Dois barcos que transportavam mais de 500 pessoas podem ter virado na costa de Mianmar nos últimos dias, disse uma agência das Nações Unidas na quinta-feira, enquanto refugiados do país devastado pela guerra faziam viagens perigosas em busca de segurança e uma vida melhor.
A Organização Internacional para as Migrações (OIM) e o Alto Comissariado das Nações Unidas para os Refugiados (ACNUR) afirmaram numa declaração conjunta, citando informações preliminares, que os dois navios deixaram o estado de Rakhine, em Myanmar, no final de Junho, transportando passageiros principalmente da minoria Rohingya, incluindo alguns supostamente provenientes de campos de refugiados no Bangladesh.
Acredita-se que mais de 500 pessoas tenham morrido.
“Embora o número de incidentes e vítimas ainda não tenha sido oficialmente confirmado, o ACNUR e a OIM estão seriamente preocupados com a perda de vidas potencialmente catastrófica.”
Sobrecarregada pela violência doméstica e pelas condições desesperadas em campos de refugiados sobrelotados no Bangladesh, a minoria muçulmana Rohingya, há muito perseguida, arrisca as suas vidas há anos a bordo de frágeis barcos de madeira em busca de segurança e oportunidades de subsistência em países como a Malásia, a Indonésia e a Tailândia.
Quase 900 refugiados Rohingya morreram ou desapareceram no Mar de Andamão e na Baía de Bengala no ano passado, tornando a rota marítima a mais perigosa do mundo para refugiados e migrantes, segundo as Nações Unidas.

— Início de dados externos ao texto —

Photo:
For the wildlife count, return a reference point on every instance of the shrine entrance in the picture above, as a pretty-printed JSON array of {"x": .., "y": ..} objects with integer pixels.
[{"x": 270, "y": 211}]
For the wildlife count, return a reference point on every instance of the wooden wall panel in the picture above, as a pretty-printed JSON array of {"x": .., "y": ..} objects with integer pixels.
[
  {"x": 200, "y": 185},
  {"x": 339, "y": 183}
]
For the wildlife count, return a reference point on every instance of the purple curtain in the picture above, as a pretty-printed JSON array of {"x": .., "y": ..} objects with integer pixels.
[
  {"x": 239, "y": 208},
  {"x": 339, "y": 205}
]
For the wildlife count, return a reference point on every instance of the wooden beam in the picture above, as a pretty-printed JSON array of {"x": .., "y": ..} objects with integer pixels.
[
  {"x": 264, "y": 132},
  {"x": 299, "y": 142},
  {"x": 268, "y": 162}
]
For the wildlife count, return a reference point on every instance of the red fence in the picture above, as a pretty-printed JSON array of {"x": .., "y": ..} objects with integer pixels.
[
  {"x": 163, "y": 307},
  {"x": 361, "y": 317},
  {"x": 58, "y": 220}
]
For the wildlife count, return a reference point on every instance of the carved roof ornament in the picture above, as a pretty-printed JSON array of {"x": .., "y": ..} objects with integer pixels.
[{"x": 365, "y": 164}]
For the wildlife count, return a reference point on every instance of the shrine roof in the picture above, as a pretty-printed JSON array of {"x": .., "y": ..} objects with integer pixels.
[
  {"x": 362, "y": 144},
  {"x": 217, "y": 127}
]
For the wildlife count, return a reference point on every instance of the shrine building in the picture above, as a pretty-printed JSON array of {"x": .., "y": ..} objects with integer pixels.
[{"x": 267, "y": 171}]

condições perigosas do mar
No último incidente, o primeiro navio com cerca de 250 pessoas a bordo perdeu contato logo após zarpar, e acredita-se que o segundo navio com cerca de 280 pessoas a bordo tenha afundado na costa de Irrawaddy, em Mianmar, em 8 de julho, disse a agência das Nações Unidas.
“Essas viagens ocorreram fora da temporada normal de navegação, quando as condições marítimas são tipicamente mais perigosas”, afirmou o comunicado.
O êxodo dos Rohingya do estado de Rakhine começou em 2017, depois de os militares de Mianmar lançarem ataques nas zonas fronteiriças, forçando pelo menos 730 mil pessoas a procurar refúgio no vizinho Bangladesh.
Mianmar nega maus-tratos aos Rohingya, mas insiste que a minoria são imigrantes ilegais e recusa reconhecê-los como cidadãos. A sua situação foi ainda agravada pelo golpe militar em Mianmar em 2021, que levou a uma guerra civil generalizada, incluindo no estado de Rakhine, onde a população Rohingya foi apanhada no fogo cruzado entre as forças governamentais e o exército rebelde Arakan.
O ACNUR e a OIM afirmam que cerca de 300 pessoas, incluindo refugiados Rohingya e bangladeshianos, foram dadas como desaparecidas ou mortas no Mar de Andamão e na Baía de Bengala este ano.
Em Novembro, um barco que transportava membros da comunidade Rohingya afundou-se na costa de Langkawi, perto da fronteira entre a Tailândia e a Malásia, e cerca de 12 pessoas sobreviveram.